If you want to protect against rolling power cuts in all circumstances you need a sounded back up network whatever the fuel source. If your system is maxed out whether it be coal, gas, oil or nuclear if there is a trip in the transmission connection then someone is getting a blackout somewhere. If a Nuc trips out and shuts down you are looking at 10-14 days to get that back on line. 

I don't know how US utilities manage this. In the UK many large users are on part interruptible supplies which means they can be disconnected for short periods (large cold stores, centralised air con, some industrial processes). Also large numbers of emergency generators with companies / hospitals  can be fired up automatically to take the strain off the grid (they get a capacity payment for this). The diesel needs to be cycled through any way so might as well be used in this fashion and get a payment for it. This helps deal with the initial shortfall and provide back up power for  several hours / couple of days in regard to the generators. 

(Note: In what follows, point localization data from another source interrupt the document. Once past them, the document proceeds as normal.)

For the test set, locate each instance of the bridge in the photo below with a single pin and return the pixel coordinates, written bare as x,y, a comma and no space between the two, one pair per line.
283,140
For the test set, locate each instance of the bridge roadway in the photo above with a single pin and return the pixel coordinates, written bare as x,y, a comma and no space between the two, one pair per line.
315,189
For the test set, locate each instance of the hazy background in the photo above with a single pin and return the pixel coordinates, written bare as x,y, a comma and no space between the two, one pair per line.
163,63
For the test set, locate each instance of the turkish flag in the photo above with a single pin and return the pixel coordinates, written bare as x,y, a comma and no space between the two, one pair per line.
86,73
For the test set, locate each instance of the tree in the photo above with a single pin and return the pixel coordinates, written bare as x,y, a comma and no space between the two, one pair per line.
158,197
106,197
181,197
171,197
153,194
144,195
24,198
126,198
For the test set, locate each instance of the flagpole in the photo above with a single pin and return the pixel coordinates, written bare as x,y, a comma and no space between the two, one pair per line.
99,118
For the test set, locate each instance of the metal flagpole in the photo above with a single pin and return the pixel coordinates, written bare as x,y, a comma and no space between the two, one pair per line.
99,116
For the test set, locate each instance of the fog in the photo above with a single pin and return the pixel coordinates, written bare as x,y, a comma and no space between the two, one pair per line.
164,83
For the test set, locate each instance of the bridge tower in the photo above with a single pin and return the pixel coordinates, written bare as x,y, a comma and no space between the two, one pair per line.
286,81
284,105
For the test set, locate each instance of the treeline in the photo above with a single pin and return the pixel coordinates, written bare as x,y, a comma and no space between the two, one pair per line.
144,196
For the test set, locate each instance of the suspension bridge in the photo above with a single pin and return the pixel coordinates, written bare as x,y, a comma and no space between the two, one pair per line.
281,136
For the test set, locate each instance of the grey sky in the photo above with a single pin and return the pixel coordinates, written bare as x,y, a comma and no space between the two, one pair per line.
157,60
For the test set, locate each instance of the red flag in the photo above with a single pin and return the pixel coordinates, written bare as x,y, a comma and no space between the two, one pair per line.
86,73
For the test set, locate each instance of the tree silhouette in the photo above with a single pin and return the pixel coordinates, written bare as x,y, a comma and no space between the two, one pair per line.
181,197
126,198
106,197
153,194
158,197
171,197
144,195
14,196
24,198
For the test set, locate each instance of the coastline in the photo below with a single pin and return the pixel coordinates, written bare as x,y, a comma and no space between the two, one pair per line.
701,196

Like you I have major doubt about batteries although I see merit in repurposing redundant EV batteries for storage and grid stabilisation where they still have plenty of capacity. 

For grid storage there are some interesting developments. Saw this the other day using a fluid weighing 2.5x that of water 

Introduction (rheenergise.com)

 

It is interesting. I guess the success of it depends on  efficiency of solar or wind energy to  pump the high density hydro up the hill.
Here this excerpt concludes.